Fidelity will also offer cheap trades to big customers -- ones with at least $1 million in household assets -- even if they aren't heavy traders. Fidelity is guaranteeing it will execute trades within five seconds at the best available price. Online customers have long groused that they got poor execution at higher share prices in exchange for low commissions.

Fidelity's move, effective Wednesday, follows another recent salvo in the brokerage price war by Charles Schwab, its arch-rival. Also effective Wednesday, Schwab says it will offer its lowest commission, $14.95, to those trading more than 30 times a quarter, half the previous level of trading. Late last year, E*Trade cut its commission for those making nine or more trades a month to $9.99, with a nine-second guarantee to execute the trade.

Fidelity is by no means the cheapest. Brown/Co, the discount brokerage unit of J.P. Morgan Chase & Co., charges only $5 a trade and, in June, said it would offer special perks to traders making at least 250 trades every six months. And, in July, Track Data said it would charge a half-penny a share commission, with a $1 minimum. The service is geared to traders who trade 100,000 shares a month, who also receive a waiver from a $99 a month software fee.

Not everyone in the business lauds the return of rapid online trading. Don Froude, president of discount broker Quick & Reilly, a unit of FleetBoston Financial Corp., said the company isn't advertising its lowest rate available to those who make 61 or more trades a month -- $12.95 -- because the company is trying to stress long-term investing.

Mr.
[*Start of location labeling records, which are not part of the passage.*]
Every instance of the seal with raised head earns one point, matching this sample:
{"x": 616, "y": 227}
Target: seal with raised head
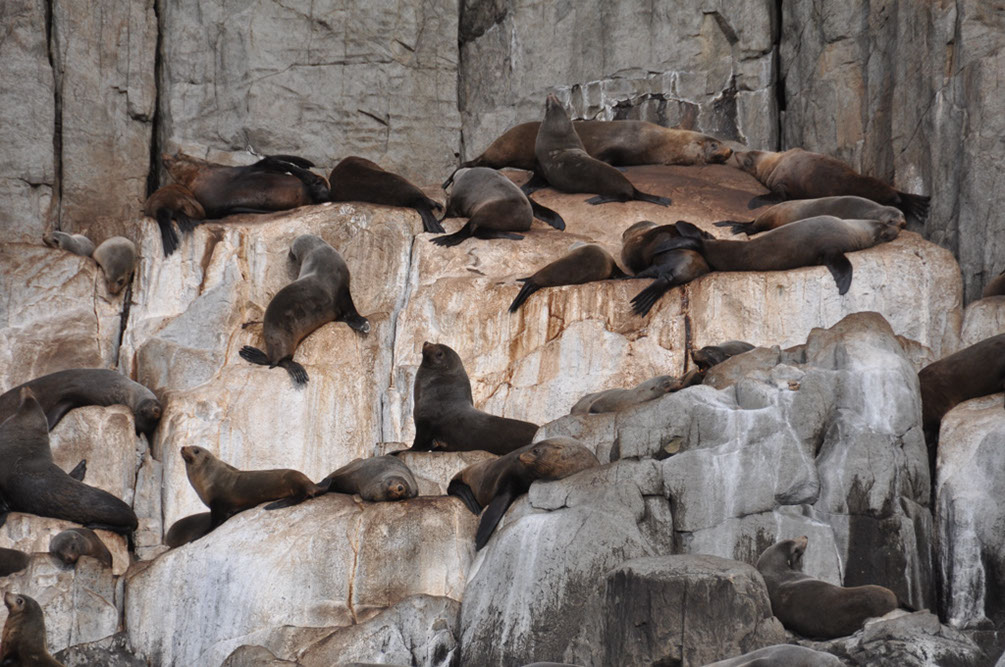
{"x": 495, "y": 484}
{"x": 227, "y": 490}
{"x": 30, "y": 482}
{"x": 587, "y": 263}
{"x": 810, "y": 607}
{"x": 71, "y": 543}
{"x": 60, "y": 392}
{"x": 846, "y": 208}
{"x": 565, "y": 164}
{"x": 799, "y": 174}
{"x": 320, "y": 294}
{"x": 444, "y": 412}
{"x": 23, "y": 639}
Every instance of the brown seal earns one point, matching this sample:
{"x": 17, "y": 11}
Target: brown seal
{"x": 493, "y": 205}
{"x": 566, "y": 166}
{"x": 227, "y": 490}
{"x": 30, "y": 482}
{"x": 23, "y": 640}
{"x": 496, "y": 483}
{"x": 444, "y": 411}
{"x": 846, "y": 208}
{"x": 799, "y": 174}
{"x": 60, "y": 392}
{"x": 587, "y": 263}
{"x": 810, "y": 607}
{"x": 71, "y": 543}
{"x": 320, "y": 294}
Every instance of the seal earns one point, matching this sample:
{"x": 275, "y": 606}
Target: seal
{"x": 587, "y": 263}
{"x": 227, "y": 490}
{"x": 799, "y": 174}
{"x": 30, "y": 482}
{"x": 117, "y": 257}
{"x": 60, "y": 392}
{"x": 566, "y": 166}
{"x": 444, "y": 411}
{"x": 320, "y": 294}
{"x": 71, "y": 543}
{"x": 23, "y": 640}
{"x": 78, "y": 244}
{"x": 846, "y": 208}
{"x": 495, "y": 484}
{"x": 810, "y": 607}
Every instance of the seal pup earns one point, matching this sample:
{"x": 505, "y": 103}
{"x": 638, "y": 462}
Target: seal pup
{"x": 846, "y": 208}
{"x": 810, "y": 607}
{"x": 444, "y": 411}
{"x": 587, "y": 263}
{"x": 566, "y": 166}
{"x": 495, "y": 484}
{"x": 227, "y": 490}
{"x": 71, "y": 543}
{"x": 320, "y": 294}
{"x": 23, "y": 639}
{"x": 78, "y": 244}
{"x": 799, "y": 174}
{"x": 60, "y": 392}
{"x": 30, "y": 482}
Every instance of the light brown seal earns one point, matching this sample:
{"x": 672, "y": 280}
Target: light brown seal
{"x": 320, "y": 294}
{"x": 810, "y": 607}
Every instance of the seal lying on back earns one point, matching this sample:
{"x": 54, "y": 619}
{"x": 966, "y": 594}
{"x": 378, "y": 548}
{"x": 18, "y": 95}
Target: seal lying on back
{"x": 30, "y": 482}
{"x": 60, "y": 392}
{"x": 813, "y": 608}
{"x": 495, "y": 484}
{"x": 799, "y": 174}
{"x": 846, "y": 208}
{"x": 320, "y": 294}
{"x": 227, "y": 490}
{"x": 444, "y": 411}
{"x": 23, "y": 640}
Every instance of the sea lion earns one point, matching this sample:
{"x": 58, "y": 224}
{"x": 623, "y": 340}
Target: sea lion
{"x": 566, "y": 166}
{"x": 811, "y": 242}
{"x": 355, "y": 179}
{"x": 846, "y": 208}
{"x": 78, "y": 244}
{"x": 188, "y": 529}
{"x": 622, "y": 143}
{"x": 799, "y": 174}
{"x": 320, "y": 294}
{"x": 444, "y": 411}
{"x": 60, "y": 392}
{"x": 587, "y": 263}
{"x": 71, "y": 543}
{"x": 23, "y": 640}
{"x": 117, "y": 257}
{"x": 493, "y": 205}
{"x": 810, "y": 607}
{"x": 227, "y": 490}
{"x": 30, "y": 482}
{"x": 496, "y": 483}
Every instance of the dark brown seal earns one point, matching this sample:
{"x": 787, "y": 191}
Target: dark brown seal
{"x": 846, "y": 208}
{"x": 587, "y": 263}
{"x": 810, "y": 607}
{"x": 30, "y": 482}
{"x": 799, "y": 174}
{"x": 71, "y": 543}
{"x": 60, "y": 392}
{"x": 320, "y": 294}
{"x": 444, "y": 411}
{"x": 566, "y": 166}
{"x": 495, "y": 484}
{"x": 23, "y": 640}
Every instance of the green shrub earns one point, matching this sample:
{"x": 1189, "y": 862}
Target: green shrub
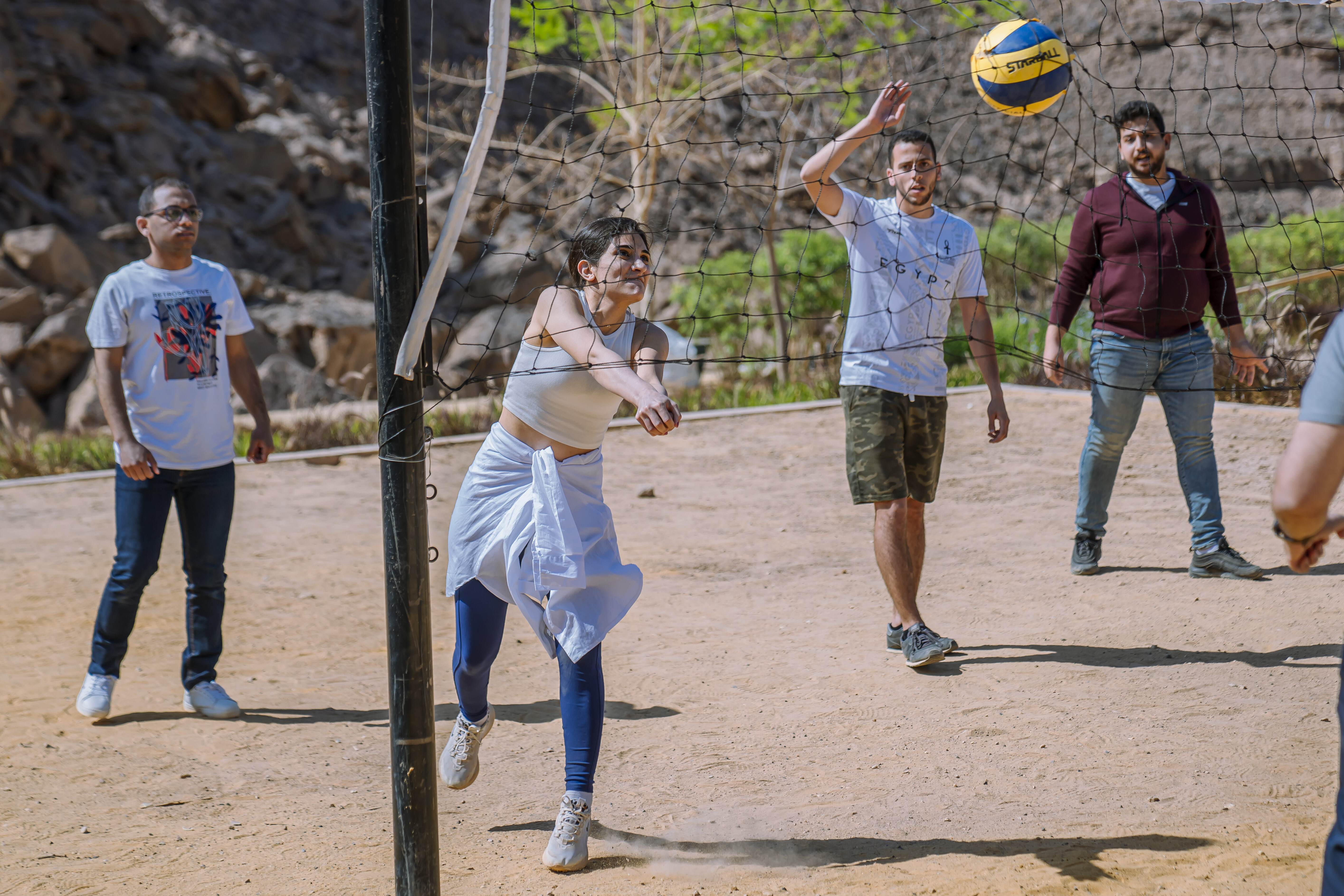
{"x": 729, "y": 296}
{"x": 52, "y": 453}
{"x": 1022, "y": 261}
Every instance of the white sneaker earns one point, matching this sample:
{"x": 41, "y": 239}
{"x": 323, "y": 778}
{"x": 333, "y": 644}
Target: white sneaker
{"x": 460, "y": 761}
{"x": 210, "y": 700}
{"x": 568, "y": 849}
{"x": 95, "y": 698}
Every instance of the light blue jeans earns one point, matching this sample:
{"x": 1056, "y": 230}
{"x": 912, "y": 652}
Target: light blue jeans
{"x": 1181, "y": 369}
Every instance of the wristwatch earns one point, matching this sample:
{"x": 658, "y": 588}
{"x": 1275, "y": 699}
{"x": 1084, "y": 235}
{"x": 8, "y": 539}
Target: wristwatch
{"x": 1285, "y": 537}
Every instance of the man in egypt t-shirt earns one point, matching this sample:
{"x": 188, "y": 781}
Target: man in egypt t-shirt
{"x": 909, "y": 261}
{"x": 905, "y": 273}
{"x": 167, "y": 339}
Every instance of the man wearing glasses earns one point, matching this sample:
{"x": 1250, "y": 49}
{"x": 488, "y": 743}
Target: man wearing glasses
{"x": 909, "y": 261}
{"x": 169, "y": 343}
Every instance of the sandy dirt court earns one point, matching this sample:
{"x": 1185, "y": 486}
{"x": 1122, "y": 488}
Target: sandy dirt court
{"x": 1131, "y": 733}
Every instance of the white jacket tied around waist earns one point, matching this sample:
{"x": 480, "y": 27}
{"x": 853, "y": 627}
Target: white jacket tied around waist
{"x": 537, "y": 534}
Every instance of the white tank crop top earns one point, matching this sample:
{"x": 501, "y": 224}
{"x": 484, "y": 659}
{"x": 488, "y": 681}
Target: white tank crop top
{"x": 549, "y": 390}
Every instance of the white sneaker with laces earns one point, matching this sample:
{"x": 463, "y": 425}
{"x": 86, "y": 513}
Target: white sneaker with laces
{"x": 462, "y": 761}
{"x": 95, "y": 698}
{"x": 568, "y": 849}
{"x": 210, "y": 700}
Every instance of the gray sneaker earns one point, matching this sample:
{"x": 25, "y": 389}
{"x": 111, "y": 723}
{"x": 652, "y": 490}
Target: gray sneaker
{"x": 1087, "y": 555}
{"x": 462, "y": 758}
{"x": 947, "y": 645}
{"x": 920, "y": 645}
{"x": 1224, "y": 563}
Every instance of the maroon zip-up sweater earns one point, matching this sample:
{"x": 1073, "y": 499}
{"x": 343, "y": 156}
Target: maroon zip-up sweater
{"x": 1150, "y": 272}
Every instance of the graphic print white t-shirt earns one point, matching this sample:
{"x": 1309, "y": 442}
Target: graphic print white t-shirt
{"x": 904, "y": 276}
{"x": 175, "y": 371}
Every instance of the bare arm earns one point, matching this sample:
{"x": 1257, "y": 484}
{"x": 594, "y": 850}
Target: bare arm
{"x": 1308, "y": 477}
{"x": 886, "y": 112}
{"x": 136, "y": 460}
{"x": 243, "y": 377}
{"x": 569, "y": 328}
{"x": 980, "y": 331}
{"x": 651, "y": 353}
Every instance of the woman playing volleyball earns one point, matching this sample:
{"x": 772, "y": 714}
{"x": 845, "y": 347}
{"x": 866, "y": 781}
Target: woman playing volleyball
{"x": 530, "y": 527}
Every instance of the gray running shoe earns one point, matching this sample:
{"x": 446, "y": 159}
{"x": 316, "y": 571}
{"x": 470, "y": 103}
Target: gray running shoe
{"x": 920, "y": 645}
{"x": 1224, "y": 563}
{"x": 1087, "y": 555}
{"x": 947, "y": 645}
{"x": 462, "y": 758}
{"x": 568, "y": 848}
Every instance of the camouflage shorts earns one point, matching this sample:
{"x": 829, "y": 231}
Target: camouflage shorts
{"x": 893, "y": 447}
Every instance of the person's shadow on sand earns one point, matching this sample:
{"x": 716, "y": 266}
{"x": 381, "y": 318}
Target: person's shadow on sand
{"x": 1154, "y": 656}
{"x": 1330, "y": 569}
{"x": 529, "y": 714}
{"x": 1073, "y": 856}
{"x": 1128, "y": 657}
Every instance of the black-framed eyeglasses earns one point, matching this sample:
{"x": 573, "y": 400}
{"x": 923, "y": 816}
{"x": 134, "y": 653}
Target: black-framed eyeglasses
{"x": 920, "y": 167}
{"x": 175, "y": 213}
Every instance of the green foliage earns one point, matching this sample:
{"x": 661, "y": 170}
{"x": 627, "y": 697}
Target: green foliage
{"x": 1023, "y": 260}
{"x": 696, "y": 46}
{"x": 728, "y": 296}
{"x": 984, "y": 14}
{"x": 1021, "y": 339}
{"x": 1297, "y": 244}
{"x": 50, "y": 453}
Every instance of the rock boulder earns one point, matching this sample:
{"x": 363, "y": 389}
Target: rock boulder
{"x": 329, "y": 330}
{"x": 84, "y": 410}
{"x": 18, "y": 410}
{"x": 287, "y": 385}
{"x": 54, "y": 351}
{"x": 48, "y": 256}
{"x": 11, "y": 343}
{"x": 486, "y": 347}
{"x": 21, "y": 307}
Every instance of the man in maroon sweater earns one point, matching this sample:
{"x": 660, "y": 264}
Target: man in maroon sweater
{"x": 1148, "y": 249}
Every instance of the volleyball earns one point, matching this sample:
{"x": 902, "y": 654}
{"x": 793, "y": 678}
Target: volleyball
{"x": 1021, "y": 68}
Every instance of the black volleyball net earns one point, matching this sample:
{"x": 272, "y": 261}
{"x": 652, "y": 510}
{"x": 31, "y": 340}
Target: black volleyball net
{"x": 696, "y": 119}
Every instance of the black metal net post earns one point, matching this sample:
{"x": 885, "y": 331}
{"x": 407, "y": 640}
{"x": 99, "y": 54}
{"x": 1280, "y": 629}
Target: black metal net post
{"x": 396, "y": 283}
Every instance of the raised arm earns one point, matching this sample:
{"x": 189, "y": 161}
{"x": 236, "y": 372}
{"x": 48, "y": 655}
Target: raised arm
{"x": 888, "y": 112}
{"x": 565, "y": 323}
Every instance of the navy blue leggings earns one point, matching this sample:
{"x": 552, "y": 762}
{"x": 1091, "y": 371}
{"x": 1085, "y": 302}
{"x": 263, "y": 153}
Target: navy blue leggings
{"x": 1332, "y": 882}
{"x": 480, "y": 631}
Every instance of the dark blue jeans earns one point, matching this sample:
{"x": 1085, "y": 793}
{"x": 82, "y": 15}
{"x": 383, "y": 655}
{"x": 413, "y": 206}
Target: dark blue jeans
{"x": 205, "y": 510}
{"x": 1182, "y": 371}
{"x": 1332, "y": 883}
{"x": 480, "y": 631}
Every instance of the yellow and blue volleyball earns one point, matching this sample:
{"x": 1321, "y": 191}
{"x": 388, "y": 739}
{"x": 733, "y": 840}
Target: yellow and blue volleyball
{"x": 1021, "y": 68}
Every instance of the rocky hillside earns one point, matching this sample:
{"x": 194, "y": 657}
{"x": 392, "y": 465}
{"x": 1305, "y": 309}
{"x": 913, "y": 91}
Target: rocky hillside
{"x": 261, "y": 105}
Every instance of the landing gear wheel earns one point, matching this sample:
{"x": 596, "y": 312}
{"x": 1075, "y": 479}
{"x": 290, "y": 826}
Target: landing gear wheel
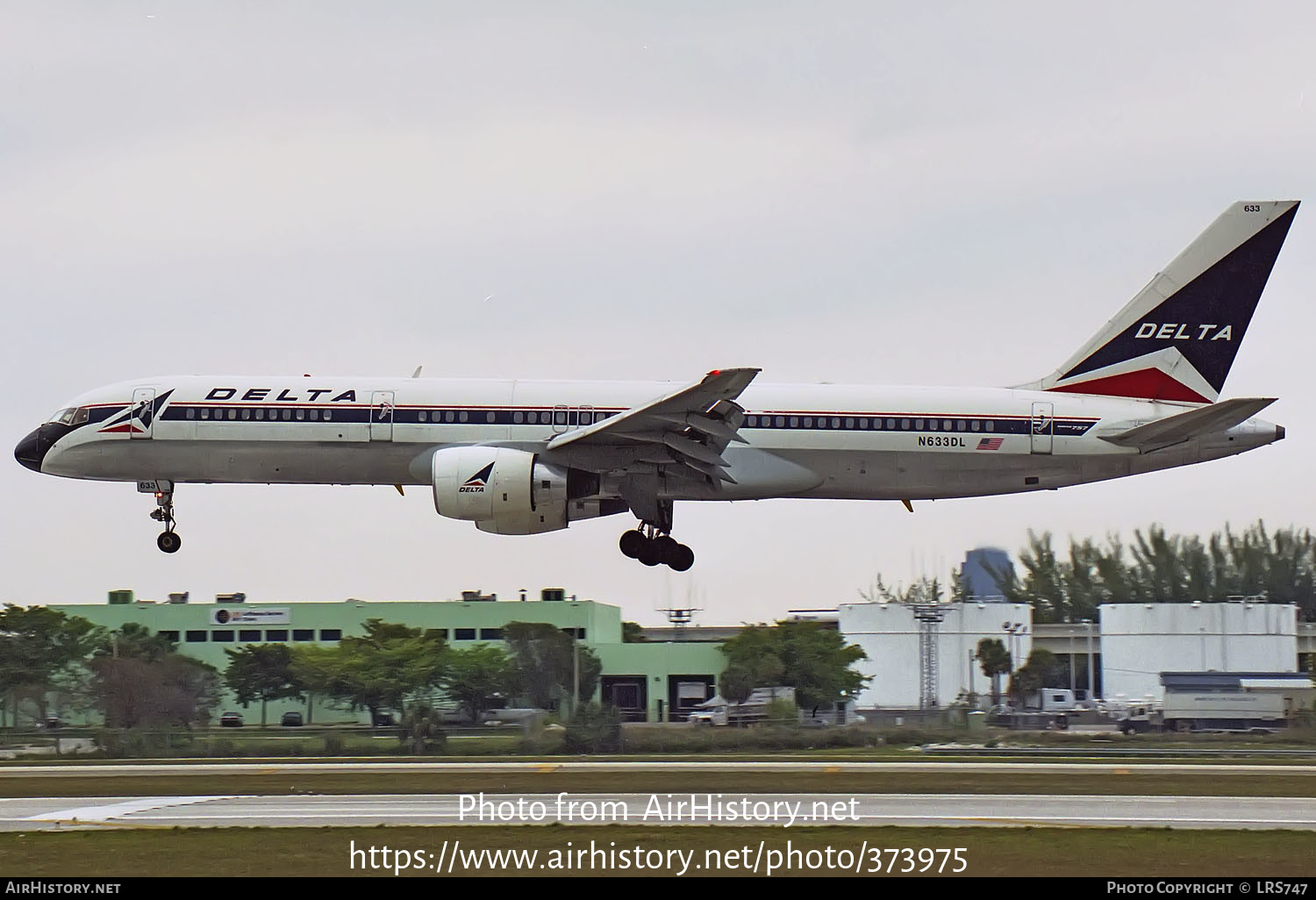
{"x": 666, "y": 546}
{"x": 649, "y": 553}
{"x": 631, "y": 544}
{"x": 163, "y": 513}
{"x": 682, "y": 560}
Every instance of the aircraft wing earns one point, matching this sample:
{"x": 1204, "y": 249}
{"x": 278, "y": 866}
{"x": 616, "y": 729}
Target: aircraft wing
{"x": 689, "y": 428}
{"x": 1176, "y": 429}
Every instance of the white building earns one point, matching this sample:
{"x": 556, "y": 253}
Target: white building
{"x": 1142, "y": 639}
{"x": 889, "y": 633}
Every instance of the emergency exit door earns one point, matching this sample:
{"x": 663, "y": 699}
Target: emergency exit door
{"x": 1042, "y": 426}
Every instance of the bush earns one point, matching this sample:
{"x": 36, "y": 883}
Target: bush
{"x": 783, "y": 713}
{"x": 136, "y": 744}
{"x": 421, "y": 732}
{"x": 594, "y": 729}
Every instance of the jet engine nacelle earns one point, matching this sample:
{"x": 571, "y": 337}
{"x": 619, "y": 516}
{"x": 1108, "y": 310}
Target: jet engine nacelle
{"x": 503, "y": 491}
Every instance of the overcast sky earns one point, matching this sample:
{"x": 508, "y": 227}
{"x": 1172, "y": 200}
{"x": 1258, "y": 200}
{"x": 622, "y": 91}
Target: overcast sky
{"x": 894, "y": 194}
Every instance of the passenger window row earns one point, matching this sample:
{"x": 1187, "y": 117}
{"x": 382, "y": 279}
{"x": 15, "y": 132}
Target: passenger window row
{"x": 258, "y": 413}
{"x": 574, "y": 418}
{"x": 873, "y": 423}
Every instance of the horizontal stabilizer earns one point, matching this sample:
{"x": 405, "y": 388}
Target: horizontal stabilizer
{"x": 1195, "y": 423}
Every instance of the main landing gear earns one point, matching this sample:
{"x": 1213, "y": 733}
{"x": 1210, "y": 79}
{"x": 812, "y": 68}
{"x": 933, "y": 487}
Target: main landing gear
{"x": 168, "y": 541}
{"x": 652, "y": 547}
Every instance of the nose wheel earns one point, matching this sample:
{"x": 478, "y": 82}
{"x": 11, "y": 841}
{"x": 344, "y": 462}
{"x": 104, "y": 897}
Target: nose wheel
{"x": 653, "y": 549}
{"x": 168, "y": 541}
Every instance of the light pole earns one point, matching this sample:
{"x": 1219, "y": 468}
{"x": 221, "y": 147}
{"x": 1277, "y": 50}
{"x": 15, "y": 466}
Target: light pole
{"x": 1091, "y": 662}
{"x": 1013, "y": 631}
{"x": 1071, "y": 661}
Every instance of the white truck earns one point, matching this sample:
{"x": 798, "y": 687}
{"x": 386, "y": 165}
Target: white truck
{"x": 1211, "y": 712}
{"x": 1224, "y": 702}
{"x": 719, "y": 711}
{"x": 1052, "y": 700}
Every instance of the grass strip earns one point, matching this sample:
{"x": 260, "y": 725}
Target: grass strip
{"x": 324, "y": 852}
{"x": 1132, "y": 781}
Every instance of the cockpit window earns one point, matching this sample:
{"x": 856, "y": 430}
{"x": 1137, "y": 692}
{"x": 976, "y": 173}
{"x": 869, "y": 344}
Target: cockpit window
{"x": 70, "y": 416}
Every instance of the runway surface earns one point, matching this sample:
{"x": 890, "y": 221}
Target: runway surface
{"x": 905, "y": 810}
{"x": 657, "y": 766}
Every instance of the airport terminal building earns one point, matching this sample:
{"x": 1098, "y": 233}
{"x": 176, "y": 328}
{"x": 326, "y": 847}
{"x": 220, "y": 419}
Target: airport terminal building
{"x": 670, "y": 671}
{"x": 660, "y": 681}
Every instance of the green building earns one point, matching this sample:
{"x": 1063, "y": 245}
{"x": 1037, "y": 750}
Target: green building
{"x": 647, "y": 681}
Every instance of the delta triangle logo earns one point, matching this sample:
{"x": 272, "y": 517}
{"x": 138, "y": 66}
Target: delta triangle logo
{"x": 476, "y": 482}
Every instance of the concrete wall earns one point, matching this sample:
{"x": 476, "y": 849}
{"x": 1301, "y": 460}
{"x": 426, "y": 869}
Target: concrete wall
{"x": 1140, "y": 641}
{"x": 889, "y": 634}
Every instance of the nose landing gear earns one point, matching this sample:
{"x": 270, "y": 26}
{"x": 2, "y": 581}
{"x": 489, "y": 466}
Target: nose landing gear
{"x": 168, "y": 541}
{"x": 653, "y": 547}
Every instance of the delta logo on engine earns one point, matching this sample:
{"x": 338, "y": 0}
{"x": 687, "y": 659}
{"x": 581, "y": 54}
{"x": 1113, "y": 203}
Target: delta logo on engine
{"x": 476, "y": 482}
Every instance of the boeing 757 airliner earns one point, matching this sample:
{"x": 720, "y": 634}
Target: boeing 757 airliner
{"x": 526, "y": 457}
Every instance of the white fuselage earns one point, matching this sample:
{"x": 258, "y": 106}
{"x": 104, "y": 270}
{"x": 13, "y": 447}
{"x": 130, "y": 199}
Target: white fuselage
{"x": 824, "y": 441}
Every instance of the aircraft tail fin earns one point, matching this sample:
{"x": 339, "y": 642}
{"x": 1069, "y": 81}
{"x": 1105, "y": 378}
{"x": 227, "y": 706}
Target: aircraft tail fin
{"x": 1179, "y": 336}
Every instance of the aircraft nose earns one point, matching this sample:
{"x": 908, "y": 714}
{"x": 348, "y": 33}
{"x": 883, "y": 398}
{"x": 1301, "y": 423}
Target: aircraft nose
{"x": 32, "y": 450}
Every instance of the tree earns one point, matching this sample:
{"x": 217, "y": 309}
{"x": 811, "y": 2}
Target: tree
{"x": 736, "y": 683}
{"x": 545, "y": 663}
{"x": 1033, "y": 675}
{"x": 42, "y": 649}
{"x": 375, "y": 671}
{"x": 423, "y": 731}
{"x": 134, "y": 641}
{"x": 139, "y": 692}
{"x": 262, "y": 671}
{"x": 478, "y": 678}
{"x": 805, "y": 655}
{"x": 995, "y": 661}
Froude doesn't see courting the most-active traders as good business because he believes most investors will make money only by picking a prudent mix of stocks, bonds and cash and sticking it out. Having seen the sharp ups and downs of the late 1990s market, the firm has decided to focus on steadier investment clients. As for active trading, he says, "I don't see it as a viable long-term investment strategy."

Updated September 30, 2003 12:56 a.m.